Create rules.yaml and paste in the following manifest:

apiVersion: monitoring.coreos.com/v1
kind: PrometheusRule
metadata:
  labels:
    role: alert-rules
  name: custom-rules
  namespace: prometheus
spec:
  groups:
  - name: General Applicable Alerts
    rules:
    - alert: high_cpu_usage_resource_limits
      expr: >
        (
          sum by (container, pod, namespace) (rate(container_cpu_usage_seconds_total[1m]))
        ) 
        / 
        (
          sum by (container, pod, namespace) (kube_pod_container_resource_limits{resource="cpu"})
        ) > 0.9
      for: 1m
      labels:
        severity: warning
      annotations:
        summary: "High CPU usage in {{$labels.pod}}"
        description: "Container *{{$labels.container}}* in pod *{{$labels.pod}}* is consuming *{{ $value | humanizePercentage }}* of its CPU limit"

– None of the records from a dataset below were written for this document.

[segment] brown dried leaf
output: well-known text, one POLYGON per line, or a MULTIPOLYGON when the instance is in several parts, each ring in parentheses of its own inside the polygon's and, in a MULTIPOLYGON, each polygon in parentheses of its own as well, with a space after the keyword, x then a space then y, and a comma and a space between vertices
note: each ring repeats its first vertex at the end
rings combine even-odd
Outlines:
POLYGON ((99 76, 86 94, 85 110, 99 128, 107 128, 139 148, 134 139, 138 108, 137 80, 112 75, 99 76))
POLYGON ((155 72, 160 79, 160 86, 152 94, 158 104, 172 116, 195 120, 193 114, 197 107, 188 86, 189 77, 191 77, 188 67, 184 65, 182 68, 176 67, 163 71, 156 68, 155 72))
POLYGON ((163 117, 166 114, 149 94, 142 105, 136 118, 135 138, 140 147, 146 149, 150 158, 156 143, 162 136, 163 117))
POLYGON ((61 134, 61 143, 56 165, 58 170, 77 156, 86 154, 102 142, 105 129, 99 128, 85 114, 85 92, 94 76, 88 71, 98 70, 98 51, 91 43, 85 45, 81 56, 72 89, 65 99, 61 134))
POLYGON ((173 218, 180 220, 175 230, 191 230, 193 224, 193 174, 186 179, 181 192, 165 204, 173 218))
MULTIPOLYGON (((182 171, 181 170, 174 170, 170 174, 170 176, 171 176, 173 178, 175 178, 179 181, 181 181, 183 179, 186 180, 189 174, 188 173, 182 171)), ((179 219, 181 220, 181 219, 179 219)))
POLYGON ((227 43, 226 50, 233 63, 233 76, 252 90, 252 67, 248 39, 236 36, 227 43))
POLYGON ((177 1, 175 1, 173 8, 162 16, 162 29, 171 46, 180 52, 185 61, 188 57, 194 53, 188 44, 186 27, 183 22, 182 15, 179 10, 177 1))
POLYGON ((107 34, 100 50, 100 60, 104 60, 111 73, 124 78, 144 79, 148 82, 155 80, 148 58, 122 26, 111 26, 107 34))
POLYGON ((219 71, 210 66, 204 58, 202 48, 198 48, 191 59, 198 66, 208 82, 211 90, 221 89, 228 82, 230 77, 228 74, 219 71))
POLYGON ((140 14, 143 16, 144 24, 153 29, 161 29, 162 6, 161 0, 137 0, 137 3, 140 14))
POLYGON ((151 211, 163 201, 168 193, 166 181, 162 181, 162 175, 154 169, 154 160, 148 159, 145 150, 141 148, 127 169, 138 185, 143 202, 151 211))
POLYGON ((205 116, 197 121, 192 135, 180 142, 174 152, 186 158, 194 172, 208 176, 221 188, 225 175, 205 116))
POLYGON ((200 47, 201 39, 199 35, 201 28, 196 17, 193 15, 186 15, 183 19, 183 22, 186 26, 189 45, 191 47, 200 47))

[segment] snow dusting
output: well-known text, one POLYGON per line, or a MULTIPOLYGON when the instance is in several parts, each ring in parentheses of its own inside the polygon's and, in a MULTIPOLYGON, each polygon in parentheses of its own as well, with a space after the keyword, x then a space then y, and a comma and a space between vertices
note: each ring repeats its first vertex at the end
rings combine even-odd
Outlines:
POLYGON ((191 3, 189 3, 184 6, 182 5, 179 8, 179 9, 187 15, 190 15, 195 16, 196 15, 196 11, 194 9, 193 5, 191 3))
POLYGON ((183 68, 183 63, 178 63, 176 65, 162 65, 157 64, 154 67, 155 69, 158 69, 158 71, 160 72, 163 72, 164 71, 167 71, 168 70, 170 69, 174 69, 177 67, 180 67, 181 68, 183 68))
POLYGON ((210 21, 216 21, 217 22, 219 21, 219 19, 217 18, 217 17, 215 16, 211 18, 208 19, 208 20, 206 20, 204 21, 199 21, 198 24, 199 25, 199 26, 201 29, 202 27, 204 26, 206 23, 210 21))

    - alert: high_memory_usage_resource_limits
      expr: >
        (
          sum by (container, pod, namespace) (container_memory_usage_bytes)
        ) 
        / 
        (
          sum by (container, pod, namespace) (kube_pod_container_resource_limits{resource="memory"})
        ) > 0.9
      for: 1m
      labels:
        severity: warning
      annotations:
        summary: "High memory usage in {{$labels.pod}}"
        description: "Container *{{$labels.container}}* in pod *{{$labels.pod}}* is consuming *{{ $value | humanizePercentage }}* of its memory limit"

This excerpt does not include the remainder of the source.